Faites-le légalement, ou ne le faites pas
C'est du tracking, et le tracking obéit à des règles. Dans l'Union européenne — au Royaume-Uni aussi — un pixel de retargeting n'est pas « strictement nécessaire » : il exige donc le consentement du visiteur avant de se déclencher. C'est la directive ePrivacy, transposée en France dans la loi Informatique et Libertés et détaillée par les lignes directrices de la CNIL, avec le RGPD derrière. Le point gênant : la bannière de consentement vit sur le site de destination, et sur une page intermédiaire que vous contrôlez, il n'y a aucune bannière. Déclencher un pixel marketing sur une page intermédiaire vers du trafic européen sans consentement est une violation, et « c'est le raccourcisseur qui l'a fait » n'est pas une défense — c'est vous qui l'avez configuré, donc vous êtes le responsable de traitement.

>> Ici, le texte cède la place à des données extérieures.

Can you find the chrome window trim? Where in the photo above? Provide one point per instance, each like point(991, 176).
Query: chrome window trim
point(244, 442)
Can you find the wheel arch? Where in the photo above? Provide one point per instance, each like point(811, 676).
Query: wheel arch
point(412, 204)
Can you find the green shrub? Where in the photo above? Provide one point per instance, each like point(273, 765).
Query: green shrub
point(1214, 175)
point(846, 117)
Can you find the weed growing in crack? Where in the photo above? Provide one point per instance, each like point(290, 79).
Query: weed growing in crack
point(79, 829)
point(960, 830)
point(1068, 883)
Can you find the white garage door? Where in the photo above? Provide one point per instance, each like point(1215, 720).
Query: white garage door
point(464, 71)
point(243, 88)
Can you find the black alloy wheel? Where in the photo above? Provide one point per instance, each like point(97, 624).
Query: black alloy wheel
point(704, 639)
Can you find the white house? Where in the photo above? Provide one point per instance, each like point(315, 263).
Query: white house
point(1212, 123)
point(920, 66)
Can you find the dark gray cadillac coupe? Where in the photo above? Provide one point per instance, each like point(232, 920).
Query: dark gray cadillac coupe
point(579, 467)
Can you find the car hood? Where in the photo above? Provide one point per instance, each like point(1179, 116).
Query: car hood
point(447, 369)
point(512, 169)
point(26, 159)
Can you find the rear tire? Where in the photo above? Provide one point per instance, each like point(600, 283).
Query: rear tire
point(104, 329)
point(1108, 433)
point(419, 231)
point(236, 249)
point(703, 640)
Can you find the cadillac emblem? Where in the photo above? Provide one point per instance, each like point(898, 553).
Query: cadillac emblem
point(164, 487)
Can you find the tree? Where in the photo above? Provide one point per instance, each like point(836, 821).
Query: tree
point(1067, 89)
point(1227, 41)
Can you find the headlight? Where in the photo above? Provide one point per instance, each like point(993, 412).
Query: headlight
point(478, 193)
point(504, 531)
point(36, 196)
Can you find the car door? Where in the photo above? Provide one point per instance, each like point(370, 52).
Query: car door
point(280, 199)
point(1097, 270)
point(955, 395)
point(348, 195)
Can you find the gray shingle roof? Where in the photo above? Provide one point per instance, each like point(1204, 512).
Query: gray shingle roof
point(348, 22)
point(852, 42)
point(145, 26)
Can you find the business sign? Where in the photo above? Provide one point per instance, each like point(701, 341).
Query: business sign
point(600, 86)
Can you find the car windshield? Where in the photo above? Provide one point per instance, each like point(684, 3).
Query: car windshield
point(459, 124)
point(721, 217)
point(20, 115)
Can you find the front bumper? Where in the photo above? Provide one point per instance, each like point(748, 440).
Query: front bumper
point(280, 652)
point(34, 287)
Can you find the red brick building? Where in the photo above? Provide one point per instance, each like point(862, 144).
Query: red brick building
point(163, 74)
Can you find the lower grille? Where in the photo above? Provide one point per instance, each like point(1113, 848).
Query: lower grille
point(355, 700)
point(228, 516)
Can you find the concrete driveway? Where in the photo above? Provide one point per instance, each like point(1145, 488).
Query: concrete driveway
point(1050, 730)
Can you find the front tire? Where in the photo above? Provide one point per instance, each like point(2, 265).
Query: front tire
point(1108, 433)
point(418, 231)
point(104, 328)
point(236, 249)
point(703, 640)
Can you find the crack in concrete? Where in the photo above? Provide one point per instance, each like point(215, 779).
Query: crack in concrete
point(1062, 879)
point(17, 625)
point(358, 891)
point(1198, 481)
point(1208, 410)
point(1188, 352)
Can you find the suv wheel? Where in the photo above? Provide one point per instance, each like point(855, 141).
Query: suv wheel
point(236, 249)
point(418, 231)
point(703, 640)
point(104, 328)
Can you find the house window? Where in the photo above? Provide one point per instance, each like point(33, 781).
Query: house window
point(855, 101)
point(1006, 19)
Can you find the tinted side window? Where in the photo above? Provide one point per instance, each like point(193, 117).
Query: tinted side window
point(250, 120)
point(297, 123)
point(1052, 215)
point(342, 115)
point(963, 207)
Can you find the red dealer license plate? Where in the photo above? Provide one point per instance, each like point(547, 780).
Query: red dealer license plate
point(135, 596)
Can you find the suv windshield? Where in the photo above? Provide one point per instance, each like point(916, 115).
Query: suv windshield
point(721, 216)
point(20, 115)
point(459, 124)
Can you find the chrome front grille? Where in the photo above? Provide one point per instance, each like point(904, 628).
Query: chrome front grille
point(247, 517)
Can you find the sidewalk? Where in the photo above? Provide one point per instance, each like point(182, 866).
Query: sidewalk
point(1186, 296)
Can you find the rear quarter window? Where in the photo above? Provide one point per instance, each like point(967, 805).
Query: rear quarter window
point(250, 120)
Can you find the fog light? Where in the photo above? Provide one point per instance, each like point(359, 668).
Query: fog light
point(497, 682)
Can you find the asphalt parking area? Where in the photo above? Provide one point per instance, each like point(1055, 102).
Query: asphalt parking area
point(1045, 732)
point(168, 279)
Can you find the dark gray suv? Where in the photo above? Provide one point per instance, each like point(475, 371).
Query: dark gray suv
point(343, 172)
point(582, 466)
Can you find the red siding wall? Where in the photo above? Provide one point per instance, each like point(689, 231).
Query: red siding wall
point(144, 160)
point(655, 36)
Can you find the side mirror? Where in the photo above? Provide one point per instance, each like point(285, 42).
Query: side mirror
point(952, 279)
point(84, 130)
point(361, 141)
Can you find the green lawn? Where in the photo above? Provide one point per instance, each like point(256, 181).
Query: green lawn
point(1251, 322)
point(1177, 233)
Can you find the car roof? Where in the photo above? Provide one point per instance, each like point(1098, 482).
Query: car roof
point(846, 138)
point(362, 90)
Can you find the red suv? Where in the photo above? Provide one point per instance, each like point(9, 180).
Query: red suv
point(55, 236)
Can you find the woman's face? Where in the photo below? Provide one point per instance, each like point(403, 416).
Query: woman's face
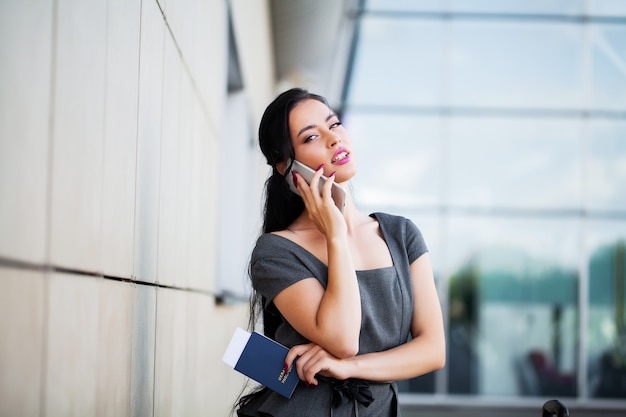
point(319, 138)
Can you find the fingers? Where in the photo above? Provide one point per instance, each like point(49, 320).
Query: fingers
point(311, 360)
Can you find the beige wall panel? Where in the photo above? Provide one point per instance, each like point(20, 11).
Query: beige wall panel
point(72, 352)
point(253, 31)
point(149, 142)
point(201, 30)
point(78, 135)
point(168, 326)
point(25, 56)
point(203, 210)
point(114, 348)
point(169, 250)
point(226, 383)
point(186, 197)
point(120, 141)
point(21, 334)
point(143, 347)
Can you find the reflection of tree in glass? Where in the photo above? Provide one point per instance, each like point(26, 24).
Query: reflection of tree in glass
point(607, 273)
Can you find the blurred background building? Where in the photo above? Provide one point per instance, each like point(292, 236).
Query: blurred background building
point(130, 190)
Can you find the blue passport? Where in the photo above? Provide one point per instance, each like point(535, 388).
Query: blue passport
point(262, 359)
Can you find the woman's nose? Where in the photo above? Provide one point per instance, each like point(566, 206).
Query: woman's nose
point(334, 139)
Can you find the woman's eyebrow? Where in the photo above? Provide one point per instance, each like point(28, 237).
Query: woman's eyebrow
point(305, 128)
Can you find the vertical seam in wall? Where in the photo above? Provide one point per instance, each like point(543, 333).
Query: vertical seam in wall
point(156, 278)
point(134, 276)
point(48, 216)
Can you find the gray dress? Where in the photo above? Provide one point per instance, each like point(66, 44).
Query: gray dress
point(387, 309)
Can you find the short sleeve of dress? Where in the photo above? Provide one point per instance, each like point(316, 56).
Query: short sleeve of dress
point(277, 263)
point(415, 244)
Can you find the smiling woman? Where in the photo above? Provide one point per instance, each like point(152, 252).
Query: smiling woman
point(344, 291)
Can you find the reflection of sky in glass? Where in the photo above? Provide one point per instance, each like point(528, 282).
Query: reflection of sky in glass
point(606, 171)
point(481, 6)
point(609, 68)
point(521, 163)
point(398, 157)
point(500, 130)
point(493, 64)
point(398, 62)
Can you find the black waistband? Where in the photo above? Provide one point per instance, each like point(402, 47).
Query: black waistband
point(353, 390)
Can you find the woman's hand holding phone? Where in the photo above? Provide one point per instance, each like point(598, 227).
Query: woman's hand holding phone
point(316, 193)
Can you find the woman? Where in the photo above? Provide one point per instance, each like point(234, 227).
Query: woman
point(352, 295)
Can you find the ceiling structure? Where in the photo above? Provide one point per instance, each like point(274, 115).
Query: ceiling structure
point(312, 42)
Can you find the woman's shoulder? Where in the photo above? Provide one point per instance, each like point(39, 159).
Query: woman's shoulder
point(391, 220)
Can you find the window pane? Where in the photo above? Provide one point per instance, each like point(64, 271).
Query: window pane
point(606, 172)
point(609, 68)
point(513, 306)
point(486, 6)
point(397, 63)
point(516, 65)
point(406, 5)
point(515, 163)
point(399, 160)
point(607, 301)
point(558, 7)
point(607, 7)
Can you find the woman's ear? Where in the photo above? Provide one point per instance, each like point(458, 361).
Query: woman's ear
point(281, 167)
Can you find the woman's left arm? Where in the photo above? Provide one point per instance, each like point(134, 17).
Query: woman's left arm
point(424, 353)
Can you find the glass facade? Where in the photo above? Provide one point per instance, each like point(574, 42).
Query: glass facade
point(499, 128)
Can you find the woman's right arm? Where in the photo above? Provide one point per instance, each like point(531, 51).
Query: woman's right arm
point(329, 317)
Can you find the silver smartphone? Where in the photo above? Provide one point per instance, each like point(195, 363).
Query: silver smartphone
point(338, 193)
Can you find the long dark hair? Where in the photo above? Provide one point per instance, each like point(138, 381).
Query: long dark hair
point(282, 206)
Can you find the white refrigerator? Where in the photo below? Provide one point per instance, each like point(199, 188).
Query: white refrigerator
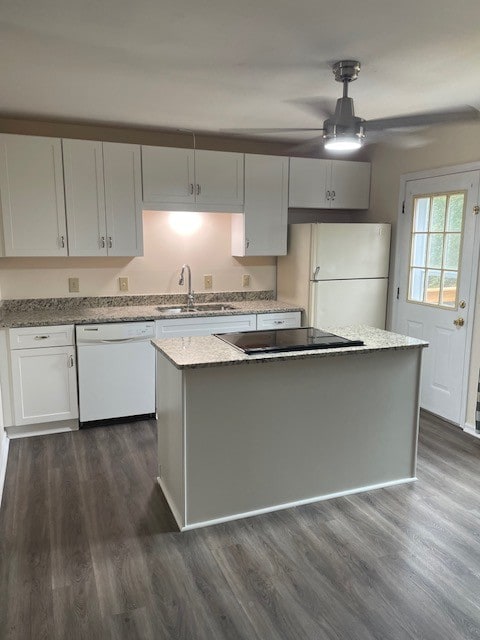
point(338, 272)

En pratique : utilisez les liens pixelisés là où vous pouvez honnêtement justifier votre base légale, tenez-les à l'écart des audiences où vous ne le pouvez pas, et rappelez-vous que les plateformes elles-mêmes (Meta en particulier) exigent aussi que vous mentionniez le tracking dans votre politique de confidentialité. Ce paragraphe ne fait plaisir à personne. Il reste moins coûteux qu'une plainte.

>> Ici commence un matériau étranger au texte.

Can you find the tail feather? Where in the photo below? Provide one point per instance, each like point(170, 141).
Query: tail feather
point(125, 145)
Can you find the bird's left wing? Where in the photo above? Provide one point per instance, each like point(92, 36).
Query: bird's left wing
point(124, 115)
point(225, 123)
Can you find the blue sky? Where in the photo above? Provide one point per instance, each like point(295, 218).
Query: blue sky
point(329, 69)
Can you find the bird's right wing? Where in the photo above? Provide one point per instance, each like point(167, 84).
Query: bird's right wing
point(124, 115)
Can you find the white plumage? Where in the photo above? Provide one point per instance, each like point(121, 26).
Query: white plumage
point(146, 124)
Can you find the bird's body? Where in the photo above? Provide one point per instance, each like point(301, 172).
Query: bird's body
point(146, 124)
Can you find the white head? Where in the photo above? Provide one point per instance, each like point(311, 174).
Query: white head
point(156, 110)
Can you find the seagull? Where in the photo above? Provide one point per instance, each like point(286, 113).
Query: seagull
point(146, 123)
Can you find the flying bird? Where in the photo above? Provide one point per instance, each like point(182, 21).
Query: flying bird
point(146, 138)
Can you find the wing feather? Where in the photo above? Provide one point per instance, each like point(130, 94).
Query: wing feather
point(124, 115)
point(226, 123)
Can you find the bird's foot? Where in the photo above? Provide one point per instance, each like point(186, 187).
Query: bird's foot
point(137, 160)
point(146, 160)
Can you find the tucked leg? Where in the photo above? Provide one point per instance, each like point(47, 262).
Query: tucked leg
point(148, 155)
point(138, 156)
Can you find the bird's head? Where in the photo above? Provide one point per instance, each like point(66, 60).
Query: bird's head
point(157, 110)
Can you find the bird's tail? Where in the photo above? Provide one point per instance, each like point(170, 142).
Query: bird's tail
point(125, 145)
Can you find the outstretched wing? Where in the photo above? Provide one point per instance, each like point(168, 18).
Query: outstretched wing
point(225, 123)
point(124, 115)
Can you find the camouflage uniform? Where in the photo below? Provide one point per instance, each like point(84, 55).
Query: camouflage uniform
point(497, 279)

Un pixel n'est pas un outil d'analyse
Il vaut la peine de séparer deux choses que l'on confond souvent. Un pixel construit une audience publicitaire : il sert à toucher des gens à nouveau. Ce n'est pas ainsi que vous saurez ce qui s'est passé ; pour ça, il vous faut les statistiques de clics, qu'urlik enregistre sur chaque lien quel que soit le mode, redirections simples comprises. Si votre question est « combien ont cliqué, d'où, sur quel appareil », lisez le guide du suivi des clics. Si votre question est « comment leur faire de la publicité la semaine prochaine », c'est le pixel. Utilisez les deux, et taguez vos liens avec des paramètres UTM pour que vos campagnes restent lisibles dans vos outils d'analyse.
En résumé
Un pixel sur un lien court transforme les pages des autres en votre audience. Il ne fonctionne qu'en mode aperçu ou cadre, parce qu'une redirection ne laisse nulle part où exécuter du JavaScript — acceptez cet arbitrage ou passez votre chemin. Vérifiez que le pixel se déclenche vraiment avant de lui faire confiance, recueillez le consentement là où la loi l'exige, et gardez pixels et statistiques de clics dans deux cases mentales distinctes : l'un sert à retoucher les gens, l'autre à comprendre ce qui a déjà eu lieu.